To have a definite reading list for the Drama and Performance course isn’t easy.

The Drama and Performance course at University of Worcester is very unique due to the diverse range of modules you can choose to do.

Modules vary from singing, dance and physical theatre to staging plays, production and meaning and contemporary TV drama!

Below I’ve chosen a select few that I feel apply to the mandatory modules as well as some of the optional ones…

  1. Leach, R., (2008) Theatre Studies: the basics Routledge, Oxfordshire

    This is a definite must read for any drama course.

    It covers performance, text, history, acting, directing and the audience. Though it doesn’t go into huge specifics, it is what it says on the cover ‘The Basics.’

    It gives nice overviews of each section backed up with practitioners and playwrights some of which you may come across on the drama course here at Worcester!


  1. Callery, D. (2001) ‘Through the Body: A Practical Guide to Physical Theatre.’ Nick Hern Books, London.

    Through the Body by Dymphna Callery is a book which has come up a lot over the last two years, though this is because of the physical theater and dance modules I chose to do in my second year as well as the devising module I did in first year.

    It’s a good book to understand how our bodies create performance and how we can rely on body language and movement rather than words to create and produce theatre.

    In physical theatre there ‘is a greater emphasis on exploiting the power of suggestion; environments and worlds are created onstage by actors and design elements provoke the imaginations of the spectators…’ (Callery, 2001:p5).


  1. Auslander, P. (2008) Theory for Performance Studies: A Student’s Guide, London, Taylor & Francis.

    This book by Philip Auslander isn’t necessarily an easy read, but it’s definitely an interesting one. A lot of the modules on the drama course at Worcester require theory to back up the practical assessment and the written assessment requires this theory.

    Therefore, this book is always good to have a look at when you want to relate a performance ideology to a theory or theorist.

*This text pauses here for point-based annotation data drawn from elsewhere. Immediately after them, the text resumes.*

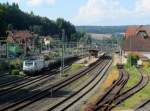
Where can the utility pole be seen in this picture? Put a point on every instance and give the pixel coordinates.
(62, 57)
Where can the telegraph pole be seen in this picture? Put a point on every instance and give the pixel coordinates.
(62, 57)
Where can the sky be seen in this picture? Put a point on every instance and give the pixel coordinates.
(90, 12)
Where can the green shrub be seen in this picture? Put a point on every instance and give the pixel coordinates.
(16, 63)
(3, 65)
(46, 57)
(132, 59)
(15, 72)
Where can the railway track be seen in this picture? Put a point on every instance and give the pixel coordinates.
(55, 87)
(104, 102)
(144, 79)
(7, 89)
(141, 107)
(85, 89)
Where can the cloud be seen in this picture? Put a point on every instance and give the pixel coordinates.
(95, 11)
(40, 2)
(15, 1)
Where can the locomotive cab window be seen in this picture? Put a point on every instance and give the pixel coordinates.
(143, 34)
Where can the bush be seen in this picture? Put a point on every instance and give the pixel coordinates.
(15, 72)
(46, 57)
(146, 64)
(3, 65)
(132, 59)
(16, 63)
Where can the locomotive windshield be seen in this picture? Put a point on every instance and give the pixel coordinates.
(28, 63)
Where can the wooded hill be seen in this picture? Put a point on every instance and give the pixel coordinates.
(12, 18)
(102, 29)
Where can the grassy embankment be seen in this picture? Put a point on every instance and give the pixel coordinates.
(113, 75)
(138, 97)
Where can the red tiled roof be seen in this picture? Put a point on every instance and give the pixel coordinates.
(134, 42)
(20, 34)
(131, 31)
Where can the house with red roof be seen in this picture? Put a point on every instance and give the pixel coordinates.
(137, 40)
(22, 38)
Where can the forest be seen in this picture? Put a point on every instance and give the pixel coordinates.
(13, 18)
(102, 29)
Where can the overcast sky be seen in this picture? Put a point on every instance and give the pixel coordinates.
(90, 12)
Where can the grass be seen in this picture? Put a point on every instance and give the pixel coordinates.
(134, 77)
(113, 74)
(137, 98)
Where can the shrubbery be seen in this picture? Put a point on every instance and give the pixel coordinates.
(15, 72)
(16, 63)
(3, 65)
(132, 59)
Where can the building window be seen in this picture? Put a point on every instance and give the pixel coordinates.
(143, 34)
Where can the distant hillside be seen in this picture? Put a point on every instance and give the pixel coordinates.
(102, 29)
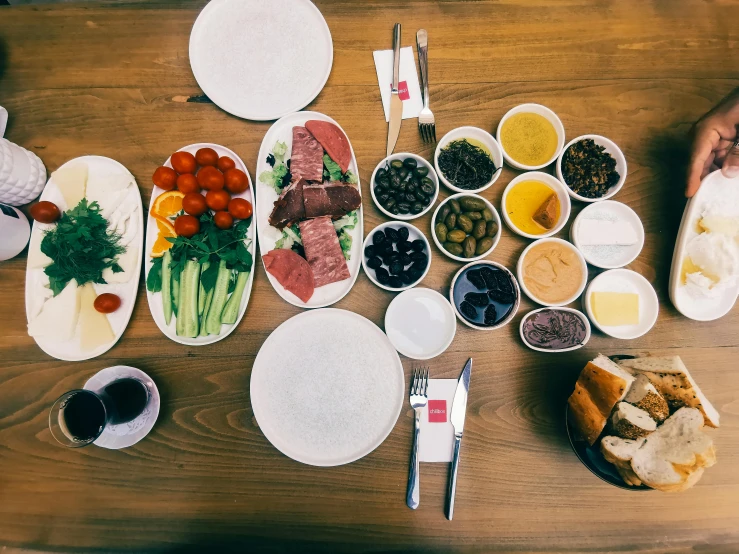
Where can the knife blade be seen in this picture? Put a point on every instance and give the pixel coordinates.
(459, 410)
(396, 104)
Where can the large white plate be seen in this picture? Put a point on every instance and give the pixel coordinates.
(155, 299)
(282, 130)
(327, 387)
(704, 309)
(70, 350)
(261, 59)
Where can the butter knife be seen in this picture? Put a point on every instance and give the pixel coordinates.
(459, 410)
(396, 104)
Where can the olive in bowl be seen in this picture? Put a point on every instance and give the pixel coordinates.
(404, 186)
(396, 256)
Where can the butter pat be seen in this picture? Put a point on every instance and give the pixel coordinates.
(613, 309)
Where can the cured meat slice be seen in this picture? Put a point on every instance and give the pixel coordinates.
(289, 207)
(333, 140)
(334, 199)
(306, 159)
(292, 272)
(323, 251)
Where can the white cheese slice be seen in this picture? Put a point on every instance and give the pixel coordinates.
(95, 328)
(58, 317)
(72, 182)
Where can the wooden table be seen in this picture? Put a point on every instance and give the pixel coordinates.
(115, 80)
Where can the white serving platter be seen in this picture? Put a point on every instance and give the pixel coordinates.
(282, 131)
(98, 166)
(155, 299)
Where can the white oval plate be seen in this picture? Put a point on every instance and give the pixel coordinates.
(327, 387)
(261, 60)
(702, 309)
(282, 131)
(155, 299)
(70, 350)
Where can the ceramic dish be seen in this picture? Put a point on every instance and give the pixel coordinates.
(431, 175)
(474, 133)
(544, 112)
(608, 256)
(420, 323)
(413, 234)
(565, 205)
(522, 282)
(454, 291)
(496, 219)
(625, 280)
(613, 150)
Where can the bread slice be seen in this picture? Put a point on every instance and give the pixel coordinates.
(672, 458)
(673, 380)
(601, 385)
(630, 422)
(644, 395)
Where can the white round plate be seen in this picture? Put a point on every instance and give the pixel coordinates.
(420, 323)
(261, 60)
(155, 299)
(328, 294)
(625, 280)
(36, 280)
(126, 434)
(327, 387)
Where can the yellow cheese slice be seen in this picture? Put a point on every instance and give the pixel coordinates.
(613, 309)
(95, 328)
(72, 182)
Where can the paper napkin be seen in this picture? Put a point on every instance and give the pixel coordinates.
(408, 87)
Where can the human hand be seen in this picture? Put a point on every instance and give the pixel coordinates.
(714, 136)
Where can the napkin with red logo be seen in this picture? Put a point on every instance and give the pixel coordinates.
(437, 432)
(408, 88)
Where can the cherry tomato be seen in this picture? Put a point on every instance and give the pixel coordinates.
(107, 303)
(225, 163)
(206, 156)
(194, 204)
(45, 212)
(186, 225)
(187, 183)
(210, 178)
(217, 200)
(184, 162)
(223, 220)
(165, 178)
(240, 208)
(236, 181)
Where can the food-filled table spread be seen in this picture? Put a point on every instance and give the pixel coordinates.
(256, 291)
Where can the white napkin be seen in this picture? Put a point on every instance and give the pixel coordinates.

  1. Milling, J., (2005) Devising Theatre: a critical history Palgrave Macmillan, USA.

    The Drama and Performance course requires a lot of devising.

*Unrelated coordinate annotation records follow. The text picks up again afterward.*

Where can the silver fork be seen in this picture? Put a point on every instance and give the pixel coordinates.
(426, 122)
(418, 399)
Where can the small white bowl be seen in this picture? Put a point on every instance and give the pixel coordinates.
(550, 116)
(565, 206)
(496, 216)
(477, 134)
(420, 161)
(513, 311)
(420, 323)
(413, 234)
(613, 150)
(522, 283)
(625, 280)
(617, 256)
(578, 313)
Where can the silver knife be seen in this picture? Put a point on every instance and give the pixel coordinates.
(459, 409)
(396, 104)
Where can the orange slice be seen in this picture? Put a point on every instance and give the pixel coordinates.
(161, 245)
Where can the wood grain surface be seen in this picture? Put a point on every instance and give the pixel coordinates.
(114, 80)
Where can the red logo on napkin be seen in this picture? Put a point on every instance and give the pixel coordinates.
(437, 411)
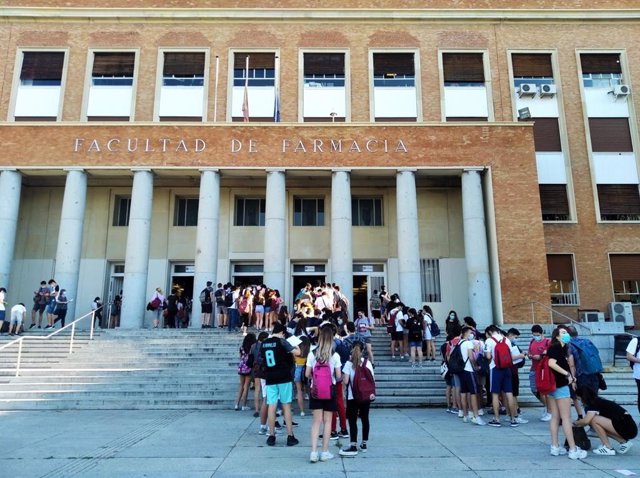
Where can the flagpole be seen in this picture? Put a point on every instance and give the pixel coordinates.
(215, 91)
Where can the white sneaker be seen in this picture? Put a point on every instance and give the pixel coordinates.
(603, 450)
(557, 451)
(577, 454)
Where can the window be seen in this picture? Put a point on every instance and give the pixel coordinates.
(554, 202)
(308, 212)
(250, 212)
(366, 211)
(625, 272)
(430, 280)
(619, 202)
(121, 210)
(562, 285)
(186, 212)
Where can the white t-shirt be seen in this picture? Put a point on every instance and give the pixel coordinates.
(334, 363)
(490, 344)
(631, 349)
(351, 371)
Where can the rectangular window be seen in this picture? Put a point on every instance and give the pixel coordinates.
(250, 212)
(554, 202)
(619, 202)
(562, 285)
(366, 211)
(625, 273)
(610, 135)
(308, 212)
(430, 280)
(121, 210)
(186, 212)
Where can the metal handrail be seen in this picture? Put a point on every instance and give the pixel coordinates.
(21, 340)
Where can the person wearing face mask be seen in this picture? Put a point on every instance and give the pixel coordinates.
(537, 349)
(559, 401)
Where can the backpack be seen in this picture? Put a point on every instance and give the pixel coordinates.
(502, 354)
(322, 386)
(364, 385)
(456, 363)
(545, 380)
(586, 356)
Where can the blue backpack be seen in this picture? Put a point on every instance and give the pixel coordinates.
(586, 356)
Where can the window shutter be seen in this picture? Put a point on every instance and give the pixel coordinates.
(183, 64)
(324, 63)
(618, 200)
(532, 65)
(600, 63)
(40, 65)
(463, 67)
(610, 135)
(560, 267)
(113, 64)
(625, 266)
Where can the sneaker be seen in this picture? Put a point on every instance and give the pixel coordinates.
(350, 450)
(603, 450)
(577, 454)
(624, 447)
(557, 450)
(326, 456)
(478, 421)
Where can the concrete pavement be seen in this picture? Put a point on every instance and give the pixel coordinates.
(170, 443)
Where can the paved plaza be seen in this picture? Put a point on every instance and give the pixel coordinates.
(195, 444)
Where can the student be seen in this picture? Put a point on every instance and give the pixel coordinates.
(537, 349)
(277, 357)
(356, 409)
(323, 356)
(607, 419)
(559, 401)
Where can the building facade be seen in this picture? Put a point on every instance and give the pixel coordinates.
(480, 157)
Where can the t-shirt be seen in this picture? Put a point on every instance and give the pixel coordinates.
(334, 363)
(558, 352)
(350, 370)
(277, 360)
(490, 344)
(631, 349)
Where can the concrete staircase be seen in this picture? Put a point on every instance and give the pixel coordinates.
(193, 369)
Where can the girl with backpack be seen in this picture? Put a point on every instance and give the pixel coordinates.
(356, 408)
(323, 367)
(244, 371)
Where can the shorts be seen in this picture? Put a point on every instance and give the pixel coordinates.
(625, 426)
(562, 392)
(501, 380)
(469, 383)
(280, 391)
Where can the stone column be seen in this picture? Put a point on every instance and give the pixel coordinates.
(136, 264)
(275, 231)
(10, 188)
(408, 239)
(206, 256)
(341, 240)
(476, 249)
(69, 247)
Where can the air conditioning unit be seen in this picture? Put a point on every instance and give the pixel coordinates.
(592, 316)
(621, 90)
(548, 90)
(527, 89)
(621, 312)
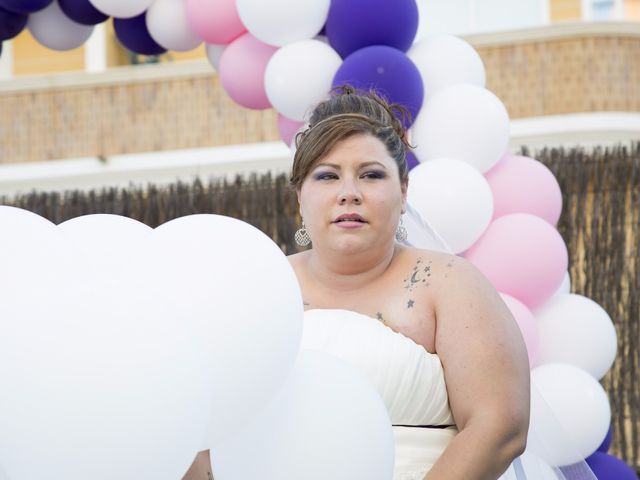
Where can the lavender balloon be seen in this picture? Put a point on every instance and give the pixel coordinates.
(388, 71)
(11, 23)
(133, 34)
(608, 467)
(82, 11)
(24, 6)
(354, 24)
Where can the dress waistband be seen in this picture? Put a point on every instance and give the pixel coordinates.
(425, 426)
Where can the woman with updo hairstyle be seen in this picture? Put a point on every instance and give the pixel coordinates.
(449, 360)
(426, 328)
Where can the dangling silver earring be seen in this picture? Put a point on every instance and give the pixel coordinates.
(302, 237)
(401, 232)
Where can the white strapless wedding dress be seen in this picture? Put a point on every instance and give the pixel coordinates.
(409, 379)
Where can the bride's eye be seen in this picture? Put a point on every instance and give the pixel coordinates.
(325, 176)
(374, 174)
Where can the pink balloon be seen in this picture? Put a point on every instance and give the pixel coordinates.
(523, 256)
(527, 323)
(242, 66)
(215, 21)
(288, 128)
(524, 185)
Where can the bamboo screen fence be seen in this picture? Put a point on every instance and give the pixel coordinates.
(600, 224)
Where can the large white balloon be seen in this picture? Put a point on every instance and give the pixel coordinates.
(242, 302)
(168, 26)
(119, 340)
(575, 329)
(326, 422)
(299, 75)
(570, 414)
(279, 22)
(122, 8)
(53, 29)
(465, 122)
(445, 60)
(454, 198)
(88, 366)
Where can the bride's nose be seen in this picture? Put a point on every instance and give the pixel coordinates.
(349, 194)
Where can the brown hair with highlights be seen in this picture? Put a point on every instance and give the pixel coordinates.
(346, 113)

    For each module you do you’ll be required to create a performance based on the theory and techniques you have learnt throughout the module.

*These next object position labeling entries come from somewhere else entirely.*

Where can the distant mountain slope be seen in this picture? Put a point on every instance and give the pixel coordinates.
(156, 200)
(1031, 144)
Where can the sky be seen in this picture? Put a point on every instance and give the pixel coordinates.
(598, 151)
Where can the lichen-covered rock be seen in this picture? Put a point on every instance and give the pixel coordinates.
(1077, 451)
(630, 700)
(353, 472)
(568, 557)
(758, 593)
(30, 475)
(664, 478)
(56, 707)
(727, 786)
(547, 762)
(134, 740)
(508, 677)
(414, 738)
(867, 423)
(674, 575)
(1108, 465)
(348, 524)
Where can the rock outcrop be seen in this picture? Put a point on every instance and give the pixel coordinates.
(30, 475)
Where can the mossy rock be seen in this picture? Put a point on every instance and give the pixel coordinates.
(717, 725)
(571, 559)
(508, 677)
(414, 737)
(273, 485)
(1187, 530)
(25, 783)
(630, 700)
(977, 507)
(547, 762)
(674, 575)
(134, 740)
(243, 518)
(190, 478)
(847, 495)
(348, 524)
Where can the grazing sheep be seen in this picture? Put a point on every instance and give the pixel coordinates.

    This book is great for a starting place if you’re struggling on how to start a devised piece.


  1. Bogart, A., (2005) TheViewpoints Book: a practical guide to viewpoints and composition Nick Hern Books, London

    The Viewpoints Books by Anne Bogart is a great book to help with the composing of physical performances, be it devised movement, physical theatre or dance.

    It gives improvisation exercises to help structure devising and playing with ideas by giving rules to movement improvisation.